To bound the second term in Eq. (14), the author uses the triangle inequality to obtain the upper bound at first. However, this can be also obtained with a closed-form solution? This is because the objective function and constraint are both linear.

Unfortunately, there is no closed-form solution for the second term of Eq. (14), since this is a problem maximizing the spectral norm under a quadratic constraint. The objective function $||X' W^V W^O||$ is not a linear function of $X'$ due to the appearance of the spectral norm. The constraint $||X'-X||_F \leq \epsilon$ is also not linear in $X'$ due to the appearance of the Frobenius norm. It is actually quadratic. For problems minimizing the spectral norm under a quadratic constraint, it is possible to reformulate them as semidefinite programs (SDPs). However, the second term of Eq. (14) requires maximizing the spectral norm, and hence it is difficult to obtain a bound tighter than our current bound based on triangle inequality.

Before Proposition 1, the authors mention the robustness under $\ell_2$ perturbation. How about using $\ell_\infty$ perturbations for robustness when compared to the adversarially chosen $\ell_2$ perturbations? In this case, Eq. (5) will be changed to the $\ell_\infty$ norm but I’m not sure the used techniques are still valid.

Extending our fine-grained $\ell_2$ analysis to the $\ell_\infty$ case is definitely non-trivial and would require some major changes, since we are using the fact that softmax is $1$-Lipschitz with respect to the $\ell_2$ norm. We want to emphasize that it is totally reasonable for our current paper to focus on the $\ell_2$ perturbation cases, and there are many papers published in top machine learning venues (e.g Singla'21, Trockman'21, Meunier'22, Singla'22, Prach'22, Araujo'23, Wang'23,Hu'23) that only focus on robustness and sensitivity of neural networks under the $\ell_2$ setting. Our paper is the first obtaining a non-vacuous certified robustness result of standard dot-product self-attention networks on CIFAR.
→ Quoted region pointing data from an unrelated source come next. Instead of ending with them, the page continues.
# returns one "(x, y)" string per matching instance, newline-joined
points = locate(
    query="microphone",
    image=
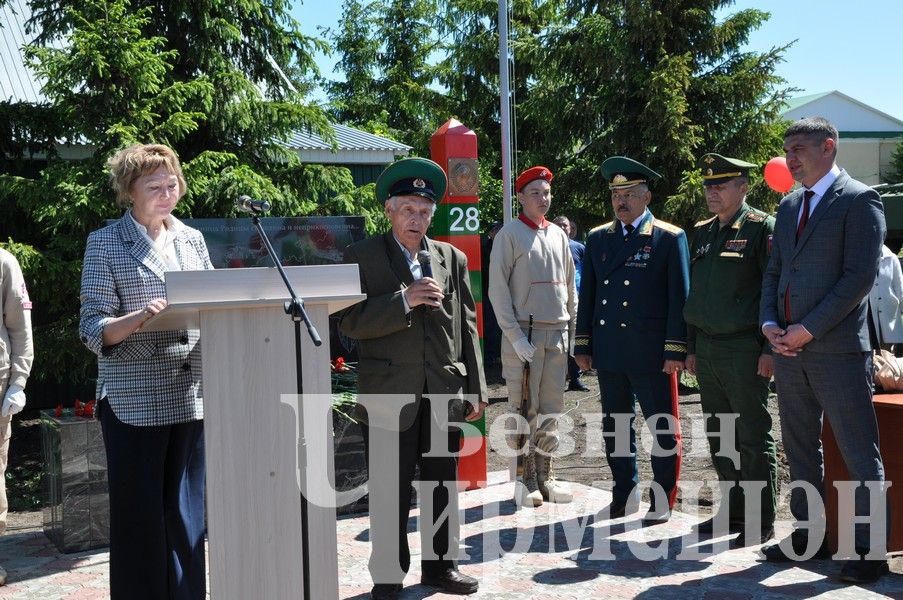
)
(426, 268)
(248, 204)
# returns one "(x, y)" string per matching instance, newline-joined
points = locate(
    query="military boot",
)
(551, 490)
(527, 493)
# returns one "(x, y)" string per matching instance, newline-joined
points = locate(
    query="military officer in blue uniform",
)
(726, 351)
(630, 328)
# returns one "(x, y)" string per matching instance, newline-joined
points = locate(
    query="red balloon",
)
(778, 176)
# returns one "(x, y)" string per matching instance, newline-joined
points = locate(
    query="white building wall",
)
(846, 114)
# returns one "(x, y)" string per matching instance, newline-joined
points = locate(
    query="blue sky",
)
(853, 47)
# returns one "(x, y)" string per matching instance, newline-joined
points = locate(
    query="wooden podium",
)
(253, 421)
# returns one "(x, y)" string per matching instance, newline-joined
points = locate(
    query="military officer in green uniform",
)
(725, 349)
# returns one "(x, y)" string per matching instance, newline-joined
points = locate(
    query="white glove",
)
(13, 402)
(524, 349)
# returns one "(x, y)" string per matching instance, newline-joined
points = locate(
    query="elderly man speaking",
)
(418, 340)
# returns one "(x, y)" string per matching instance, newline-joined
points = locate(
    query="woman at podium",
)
(149, 383)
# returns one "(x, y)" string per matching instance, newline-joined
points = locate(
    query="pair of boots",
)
(539, 483)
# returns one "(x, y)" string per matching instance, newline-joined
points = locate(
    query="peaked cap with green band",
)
(412, 177)
(622, 173)
(718, 169)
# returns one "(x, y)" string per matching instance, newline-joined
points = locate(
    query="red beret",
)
(532, 174)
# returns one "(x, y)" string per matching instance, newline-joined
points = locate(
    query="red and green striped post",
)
(457, 221)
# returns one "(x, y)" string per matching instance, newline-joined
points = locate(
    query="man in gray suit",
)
(418, 344)
(827, 241)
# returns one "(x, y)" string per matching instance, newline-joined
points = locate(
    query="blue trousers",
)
(620, 391)
(156, 481)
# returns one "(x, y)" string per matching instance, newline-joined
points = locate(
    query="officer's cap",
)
(623, 173)
(720, 169)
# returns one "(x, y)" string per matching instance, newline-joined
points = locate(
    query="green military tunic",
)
(722, 310)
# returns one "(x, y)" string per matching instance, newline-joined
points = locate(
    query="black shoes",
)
(451, 581)
(799, 541)
(616, 510)
(754, 538)
(863, 571)
(708, 527)
(385, 591)
(656, 517)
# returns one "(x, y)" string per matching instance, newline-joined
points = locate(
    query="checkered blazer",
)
(150, 378)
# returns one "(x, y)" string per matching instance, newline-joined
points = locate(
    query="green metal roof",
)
(794, 103)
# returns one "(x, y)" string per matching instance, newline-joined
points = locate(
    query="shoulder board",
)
(667, 227)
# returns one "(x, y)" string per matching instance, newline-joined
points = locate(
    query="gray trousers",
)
(838, 386)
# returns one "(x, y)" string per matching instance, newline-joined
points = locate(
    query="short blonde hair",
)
(132, 162)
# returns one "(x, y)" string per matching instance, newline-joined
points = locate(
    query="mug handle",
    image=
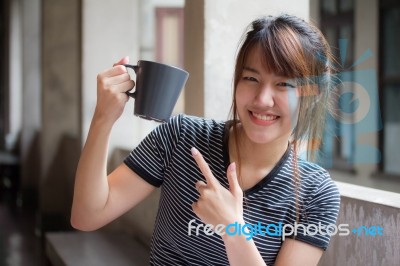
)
(135, 68)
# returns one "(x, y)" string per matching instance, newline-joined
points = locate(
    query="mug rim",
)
(158, 63)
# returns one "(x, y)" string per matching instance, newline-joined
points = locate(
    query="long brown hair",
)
(293, 48)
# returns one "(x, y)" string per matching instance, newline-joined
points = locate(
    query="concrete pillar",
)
(212, 33)
(31, 100)
(61, 108)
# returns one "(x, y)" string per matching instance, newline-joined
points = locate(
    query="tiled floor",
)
(18, 244)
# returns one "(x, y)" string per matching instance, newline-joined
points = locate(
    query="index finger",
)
(204, 168)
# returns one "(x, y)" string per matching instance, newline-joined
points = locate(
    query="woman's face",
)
(267, 104)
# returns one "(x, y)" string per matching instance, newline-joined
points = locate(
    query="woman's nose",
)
(264, 97)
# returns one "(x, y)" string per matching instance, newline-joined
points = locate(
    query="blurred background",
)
(52, 50)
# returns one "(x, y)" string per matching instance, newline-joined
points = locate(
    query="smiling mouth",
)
(264, 117)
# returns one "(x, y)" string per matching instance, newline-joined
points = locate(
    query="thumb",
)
(123, 60)
(234, 186)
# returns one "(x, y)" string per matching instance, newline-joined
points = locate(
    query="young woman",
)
(225, 175)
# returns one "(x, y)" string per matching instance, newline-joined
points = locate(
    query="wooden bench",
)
(94, 248)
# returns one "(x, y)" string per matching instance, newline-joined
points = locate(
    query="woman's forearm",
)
(91, 186)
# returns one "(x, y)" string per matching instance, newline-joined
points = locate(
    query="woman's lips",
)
(263, 119)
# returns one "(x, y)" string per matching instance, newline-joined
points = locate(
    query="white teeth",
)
(265, 117)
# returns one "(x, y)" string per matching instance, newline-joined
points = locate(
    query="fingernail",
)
(194, 151)
(232, 167)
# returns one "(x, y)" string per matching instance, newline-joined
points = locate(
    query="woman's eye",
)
(287, 85)
(250, 79)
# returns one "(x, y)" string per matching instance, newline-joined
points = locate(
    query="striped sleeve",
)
(318, 217)
(152, 156)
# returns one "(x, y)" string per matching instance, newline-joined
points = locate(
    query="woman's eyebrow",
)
(251, 70)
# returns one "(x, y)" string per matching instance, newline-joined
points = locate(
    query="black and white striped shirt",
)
(164, 159)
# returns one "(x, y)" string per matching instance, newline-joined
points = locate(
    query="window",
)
(389, 84)
(337, 24)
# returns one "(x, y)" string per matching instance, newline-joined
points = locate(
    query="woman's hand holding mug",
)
(112, 85)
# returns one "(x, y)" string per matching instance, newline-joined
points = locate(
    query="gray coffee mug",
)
(157, 89)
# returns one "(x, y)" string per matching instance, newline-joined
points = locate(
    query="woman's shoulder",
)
(316, 178)
(196, 123)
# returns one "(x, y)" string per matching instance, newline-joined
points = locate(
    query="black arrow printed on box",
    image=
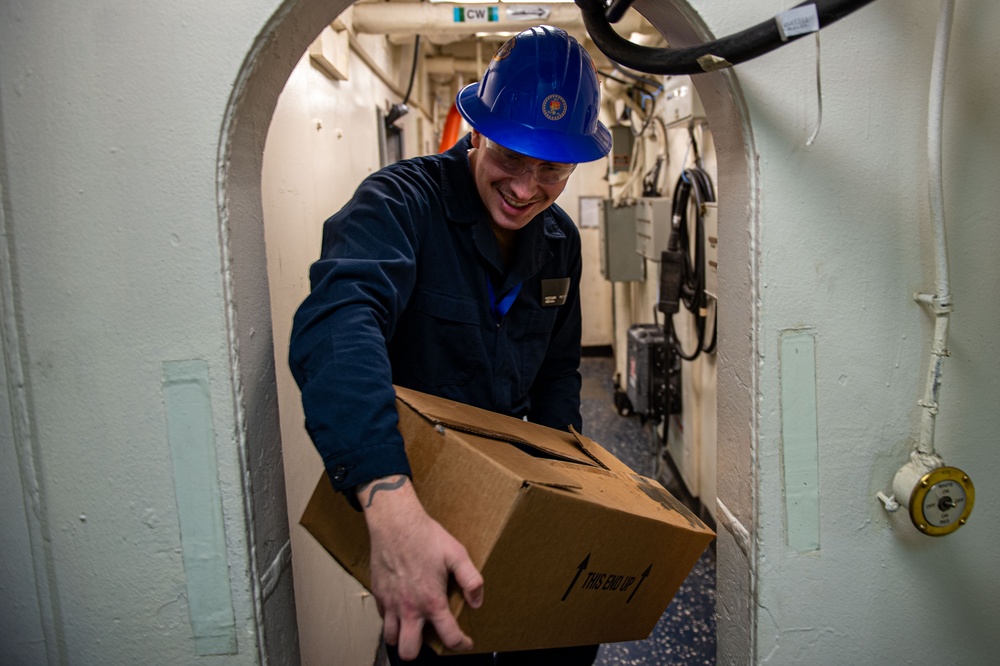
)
(579, 570)
(642, 578)
(605, 581)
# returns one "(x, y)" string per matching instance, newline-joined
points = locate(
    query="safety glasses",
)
(546, 173)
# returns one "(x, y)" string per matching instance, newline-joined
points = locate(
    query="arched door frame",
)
(262, 76)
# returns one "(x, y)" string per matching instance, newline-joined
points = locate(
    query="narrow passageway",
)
(685, 635)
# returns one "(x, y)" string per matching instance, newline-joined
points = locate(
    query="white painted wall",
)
(841, 242)
(322, 142)
(112, 117)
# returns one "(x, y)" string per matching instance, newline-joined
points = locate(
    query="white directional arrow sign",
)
(528, 13)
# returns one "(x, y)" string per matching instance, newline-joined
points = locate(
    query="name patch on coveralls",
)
(554, 292)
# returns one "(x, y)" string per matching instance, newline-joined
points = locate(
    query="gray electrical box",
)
(652, 226)
(619, 260)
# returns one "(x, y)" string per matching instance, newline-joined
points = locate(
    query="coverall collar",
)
(463, 206)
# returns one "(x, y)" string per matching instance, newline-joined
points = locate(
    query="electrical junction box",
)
(622, 142)
(646, 384)
(619, 260)
(711, 220)
(652, 226)
(681, 103)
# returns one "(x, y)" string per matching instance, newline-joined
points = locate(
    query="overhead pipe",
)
(722, 53)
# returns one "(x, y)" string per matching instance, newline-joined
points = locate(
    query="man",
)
(454, 275)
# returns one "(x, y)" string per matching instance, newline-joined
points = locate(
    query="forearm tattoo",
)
(388, 483)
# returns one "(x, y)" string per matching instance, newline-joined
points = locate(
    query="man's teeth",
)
(514, 203)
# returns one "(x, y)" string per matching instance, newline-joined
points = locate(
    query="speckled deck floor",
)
(686, 632)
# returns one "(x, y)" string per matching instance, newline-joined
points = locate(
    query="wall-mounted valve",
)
(940, 498)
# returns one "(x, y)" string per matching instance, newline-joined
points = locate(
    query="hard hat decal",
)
(505, 50)
(554, 107)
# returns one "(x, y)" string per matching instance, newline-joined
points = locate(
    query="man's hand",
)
(412, 557)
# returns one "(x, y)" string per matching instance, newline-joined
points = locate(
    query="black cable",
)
(692, 183)
(724, 52)
(413, 69)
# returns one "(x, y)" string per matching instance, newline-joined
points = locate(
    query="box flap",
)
(531, 437)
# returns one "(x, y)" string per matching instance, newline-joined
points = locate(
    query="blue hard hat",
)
(540, 97)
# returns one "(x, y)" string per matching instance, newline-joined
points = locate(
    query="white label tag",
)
(797, 21)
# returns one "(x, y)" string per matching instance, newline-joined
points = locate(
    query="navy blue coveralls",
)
(402, 294)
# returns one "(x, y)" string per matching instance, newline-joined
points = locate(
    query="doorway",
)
(351, 617)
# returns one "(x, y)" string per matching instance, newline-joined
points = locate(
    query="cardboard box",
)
(574, 546)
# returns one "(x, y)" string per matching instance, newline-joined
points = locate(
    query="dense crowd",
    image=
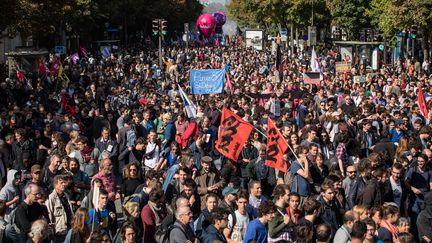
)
(359, 158)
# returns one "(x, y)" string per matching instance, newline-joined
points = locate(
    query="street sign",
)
(312, 35)
(60, 50)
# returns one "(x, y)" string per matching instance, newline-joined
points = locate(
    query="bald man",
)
(351, 173)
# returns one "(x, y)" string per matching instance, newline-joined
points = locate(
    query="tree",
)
(350, 15)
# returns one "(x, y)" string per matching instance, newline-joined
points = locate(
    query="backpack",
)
(235, 219)
(164, 229)
(12, 232)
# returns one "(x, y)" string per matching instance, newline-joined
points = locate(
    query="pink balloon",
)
(206, 24)
(219, 17)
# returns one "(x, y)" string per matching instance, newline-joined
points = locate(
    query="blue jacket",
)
(212, 234)
(169, 133)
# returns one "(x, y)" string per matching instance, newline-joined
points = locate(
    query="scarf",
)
(157, 211)
(390, 227)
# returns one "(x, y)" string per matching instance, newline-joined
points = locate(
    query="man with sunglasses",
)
(36, 178)
(349, 179)
(29, 210)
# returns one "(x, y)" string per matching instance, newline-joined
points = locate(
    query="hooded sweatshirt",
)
(9, 191)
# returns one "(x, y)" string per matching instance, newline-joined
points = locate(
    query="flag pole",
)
(95, 201)
(289, 146)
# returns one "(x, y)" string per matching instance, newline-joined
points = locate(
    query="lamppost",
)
(106, 30)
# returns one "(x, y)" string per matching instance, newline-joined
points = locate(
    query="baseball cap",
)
(229, 190)
(206, 159)
(35, 168)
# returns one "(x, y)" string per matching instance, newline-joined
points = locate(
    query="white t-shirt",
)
(239, 230)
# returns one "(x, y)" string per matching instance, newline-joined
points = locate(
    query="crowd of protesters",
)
(359, 159)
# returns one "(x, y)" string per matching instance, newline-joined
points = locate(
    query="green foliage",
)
(267, 12)
(350, 15)
(89, 16)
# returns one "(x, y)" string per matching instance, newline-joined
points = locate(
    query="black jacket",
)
(371, 195)
(330, 214)
(356, 190)
(387, 196)
(212, 235)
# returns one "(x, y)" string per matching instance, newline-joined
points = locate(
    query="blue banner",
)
(209, 81)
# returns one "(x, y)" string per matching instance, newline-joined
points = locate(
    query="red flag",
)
(55, 66)
(276, 147)
(422, 103)
(229, 84)
(83, 51)
(233, 134)
(42, 67)
(20, 75)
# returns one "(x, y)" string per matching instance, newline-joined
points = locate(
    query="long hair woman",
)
(132, 212)
(79, 232)
(131, 179)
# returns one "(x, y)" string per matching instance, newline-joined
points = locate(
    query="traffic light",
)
(414, 29)
(164, 27)
(155, 27)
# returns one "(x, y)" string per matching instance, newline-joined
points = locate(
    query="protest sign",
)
(210, 81)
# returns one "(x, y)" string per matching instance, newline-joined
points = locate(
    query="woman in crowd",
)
(388, 231)
(131, 179)
(79, 232)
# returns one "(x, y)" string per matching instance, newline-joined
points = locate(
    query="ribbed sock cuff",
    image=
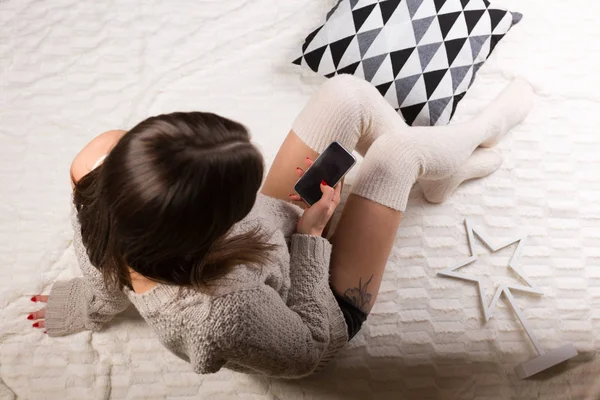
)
(388, 172)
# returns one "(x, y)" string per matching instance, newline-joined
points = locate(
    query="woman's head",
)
(166, 196)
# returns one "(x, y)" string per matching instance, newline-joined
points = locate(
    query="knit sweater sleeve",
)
(255, 331)
(82, 303)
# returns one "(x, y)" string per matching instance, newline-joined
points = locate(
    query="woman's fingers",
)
(338, 193)
(39, 324)
(328, 193)
(39, 314)
(308, 162)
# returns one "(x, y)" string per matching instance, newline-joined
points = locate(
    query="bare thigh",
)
(363, 237)
(282, 176)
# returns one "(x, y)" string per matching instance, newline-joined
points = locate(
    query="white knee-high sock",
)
(394, 162)
(479, 165)
(348, 110)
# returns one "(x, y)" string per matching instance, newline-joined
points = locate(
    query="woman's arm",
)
(255, 331)
(84, 303)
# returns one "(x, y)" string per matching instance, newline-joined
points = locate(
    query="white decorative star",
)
(545, 359)
(502, 288)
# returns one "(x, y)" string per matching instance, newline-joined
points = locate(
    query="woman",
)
(169, 219)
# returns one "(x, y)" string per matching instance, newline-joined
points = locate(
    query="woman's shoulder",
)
(86, 159)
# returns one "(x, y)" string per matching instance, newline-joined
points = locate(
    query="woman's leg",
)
(367, 228)
(344, 109)
(353, 113)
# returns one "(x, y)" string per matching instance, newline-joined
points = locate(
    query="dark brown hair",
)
(166, 197)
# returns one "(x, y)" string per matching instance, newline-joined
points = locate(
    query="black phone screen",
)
(330, 166)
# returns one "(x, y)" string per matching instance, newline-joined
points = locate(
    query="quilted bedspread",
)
(70, 70)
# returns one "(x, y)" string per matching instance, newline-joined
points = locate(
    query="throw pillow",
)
(422, 55)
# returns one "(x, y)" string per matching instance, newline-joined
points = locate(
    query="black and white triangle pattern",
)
(422, 55)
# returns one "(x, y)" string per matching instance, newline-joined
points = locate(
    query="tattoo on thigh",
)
(359, 296)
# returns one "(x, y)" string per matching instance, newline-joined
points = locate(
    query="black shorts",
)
(354, 317)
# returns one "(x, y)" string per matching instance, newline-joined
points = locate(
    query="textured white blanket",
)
(72, 69)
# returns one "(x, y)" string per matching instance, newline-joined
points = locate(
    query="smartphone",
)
(331, 166)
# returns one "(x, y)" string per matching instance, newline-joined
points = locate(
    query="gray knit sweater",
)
(279, 319)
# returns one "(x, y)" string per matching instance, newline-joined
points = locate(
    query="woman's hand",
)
(38, 316)
(315, 218)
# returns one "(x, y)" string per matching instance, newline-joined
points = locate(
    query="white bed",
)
(72, 69)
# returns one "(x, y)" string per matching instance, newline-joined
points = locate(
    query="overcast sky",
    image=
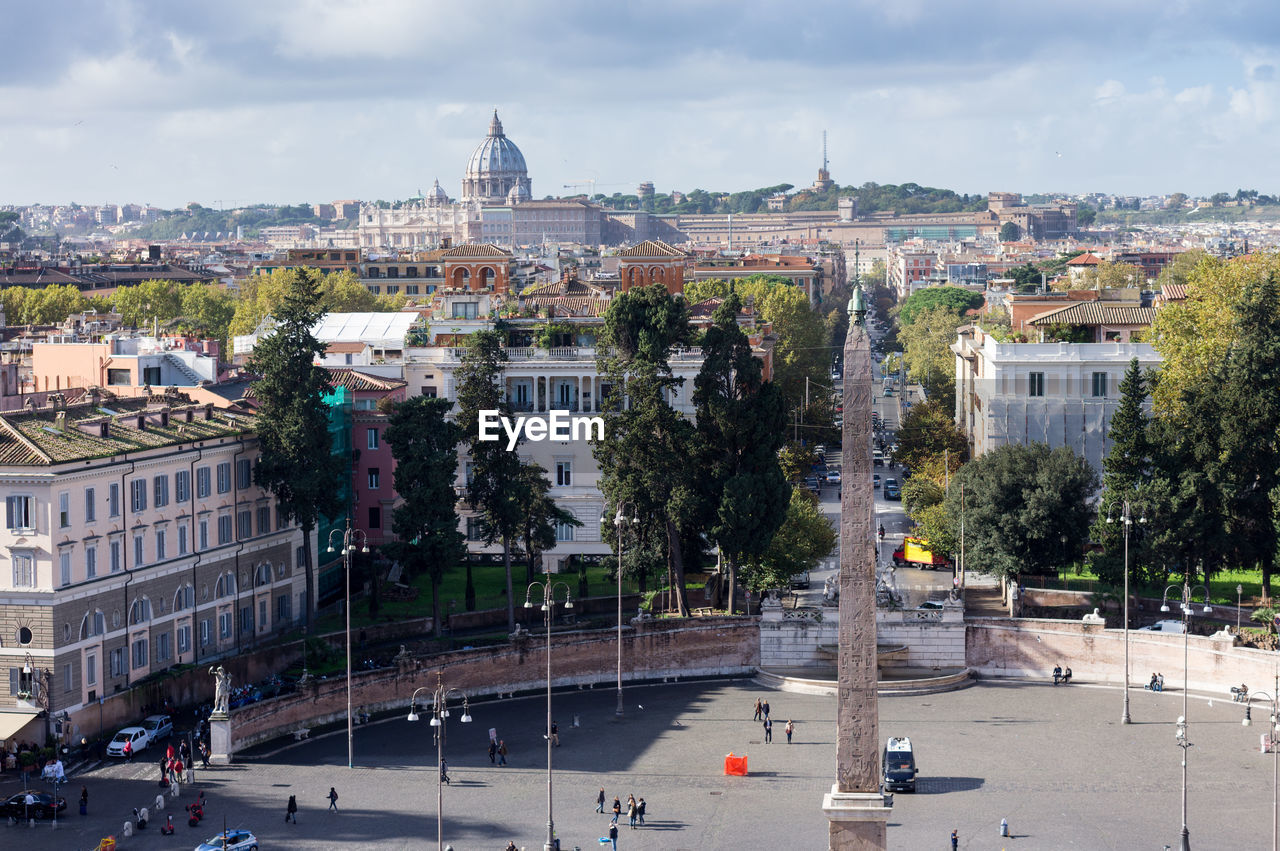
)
(312, 100)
[Singla'21]. Sahil Singla and Soheil Feizi. Skew orthogonal convolutions. ICML

[Trockman'21] Asher Trockman and J Zico Kolter. Orthogonalizing convolutional layers with the Cayley transform. ICLR

[Meunier'22] Laurent Meunier, Blaise J Delattre, Alexandre Araujo, and Alexandre Allauzen. A dynamical system perspective for lipschitz neural networks. ICML

[Singla'22] Sahil Singla, Surbhi Singla, and Soheil Feizi. Improved deterministic l2 robustness on CIFAR-10 and CIFAR-100. ICLR

[Prach'22] Bernd Prach and Christoph H Lampert. Almost-orthogonal layers for efficient general-purpose lipschitz networks. ECCV

[Araujo'23] Alexandre Araujo, Aaron J Havens, Blaise Delattre, Alexandre Allauzen, and Bin Hu. A unified algebraic perspective on lipschitz neural networks. ICLR

[Wang'23] Ruigang Wang and Ian Manchester. Direct parameterization of lipschitz-bounded deep networks. ICML

[Hu'23] Kai Hu, Andy Zou, Zifan Wang, Klas Leino, and Matt Fredrikson. Unlocking deterministic robustness certification on imagenet. NeurIPS

For your convenience, here we list the detailed information of the references mentioned in our above response. Hopefully this makes reading our response easier. We are also willing to address any follow-up questions.

[Singla'21]. Sahil Singla and Soheil Feizi. Skew orthogonal convolutions. ICML

[Trockman'21] Asher Trockman and J Zico Kolter. Orthogonalizing convolutional layers with the Cayley transform. ICLR

[Meunier'22] Laurent Meunier, Blaise J Delattre, Alexandre Araujo, and Alexandre Allauzen. A dynamical system perspective for lipschitz neural networks. ICML

[Singla'22] Sahil Singla, Surbhi Singla, and Soheil Feizi. Improved deterministic l2 robustness on CIFAR-10 and CIFAR-100. ICLR

[Prach'22] Bernd Prach and Christoph H Lampert. Almost-orthogonal layers for efficient general-purpose lipschitz networks. ECCV

[Araujo'23] Alexandre Araujo, Aaron J Havens, Blaise Delattre, Alexandre Allauzen, and Bin Hu. A unified algebraic perspective on lipschitz neural networks. ICLR

[Wang'23] Ruigang Wang and Ian Manchester. Direct parameterization of lipschitz-bounded deep networks. ICML

[Hu'23] Kai Hu, Andy Zou, Zifan Wang, Klas Leino, and Matt Fredrikson. Unlocking deterministic robustness certification on imagenet. NeurIPS

The theory in Section 4 implies that weight matrices and data with small magnitude is better. In this work, the expressivity is ignored.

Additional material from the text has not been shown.